We Frederikshavn Masternak wystąpi po raz drugi. W kwietniu bieżącego roku pokonał tam przed czasem Seana Corbina.
Przydałby się dietetyk, trener przygotowania fizycznego.
Czyli większy sztab.
Z kolei Piotrowi przydałaby się praktyka u trenerów w USA.
Przegrana z Drozdem to nauczka, ale:
-moim zdaniem Drozd był na jakiś środkach.
Przy takiej czystej masie mięśniowej chodzić na nogach, nawet skakać przez tyle rund jest bardzo ciężko.
Pierwszy raz od długiego czasu widziałem boksera wagi junior ciężiej, który na odskok, bronił się przed lewym prostym.
super praca nóg + masa mięśniowa + super kondycja= ????
-rozcięcie nad okiem to ogromny dyskomfort.
Pamiętam pierwszą walkę Grzegorza Super G Proksy z Hopem.
Przy takiej kontuzji jest bardzo ciężko.
Fakt że Masterowi czasem brakuje dynamiki, jest sztywny itd.
Myślę że Piotr Wilczewski sobie z tym poradzi.
Może Piotr sprawi że Master będzie poruszał się w ringu jak on, czyli tak jak bokserzy np. kategorii półciężkiej.
Poprostu Master byl w tej walce gorszy i przegral.
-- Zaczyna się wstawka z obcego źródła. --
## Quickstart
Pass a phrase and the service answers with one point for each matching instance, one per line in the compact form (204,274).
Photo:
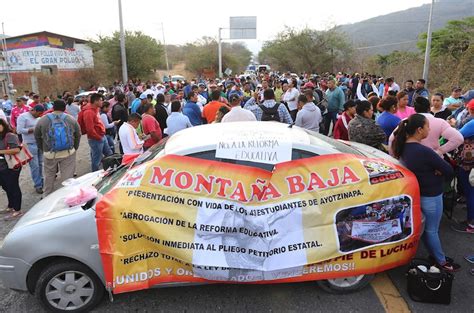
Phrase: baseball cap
(233,97)
(470,104)
(38,108)
(308,85)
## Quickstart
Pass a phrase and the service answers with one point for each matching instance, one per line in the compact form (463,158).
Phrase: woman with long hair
(431,171)
(9,145)
(437,106)
(403,110)
(388,120)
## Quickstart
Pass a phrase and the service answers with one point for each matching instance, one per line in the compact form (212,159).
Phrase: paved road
(384,295)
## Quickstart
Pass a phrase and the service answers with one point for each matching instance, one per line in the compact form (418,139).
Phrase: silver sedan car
(53,250)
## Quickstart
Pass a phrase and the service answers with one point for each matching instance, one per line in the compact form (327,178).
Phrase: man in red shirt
(210,109)
(150,126)
(18,109)
(90,123)
(340,129)
(36,101)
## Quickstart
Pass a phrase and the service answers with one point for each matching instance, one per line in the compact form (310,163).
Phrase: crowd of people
(423,130)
Szkoda bo pokladano w nim wielkie nadzieje ,a Drozd to byl tak naprawde pierwszy prawdziwy test dla niego.
Tak to widze
Wybór Wilczewskiego może oznaczać to samo co u Wacha.
Sam sobie jestem trenerem i wiem lepiej od innych + większy zysk.
Mateusz zbytnio wierzy w swoją wiedzę, która ma słabe źródło.
Mimo świetnej sylwetki zawodzi totalnie przygotowanie fizyczne.
Masternak nie robiąc przerw, dbając tym samym o odpoczynek powoduje że jego mięśnie są w stałym napięciu i brakuje im elastyczności.
Chłop się zabił siłownią i to powinno być ostrzeżeniem dla innych koksów co myślą że siłka daje efekt.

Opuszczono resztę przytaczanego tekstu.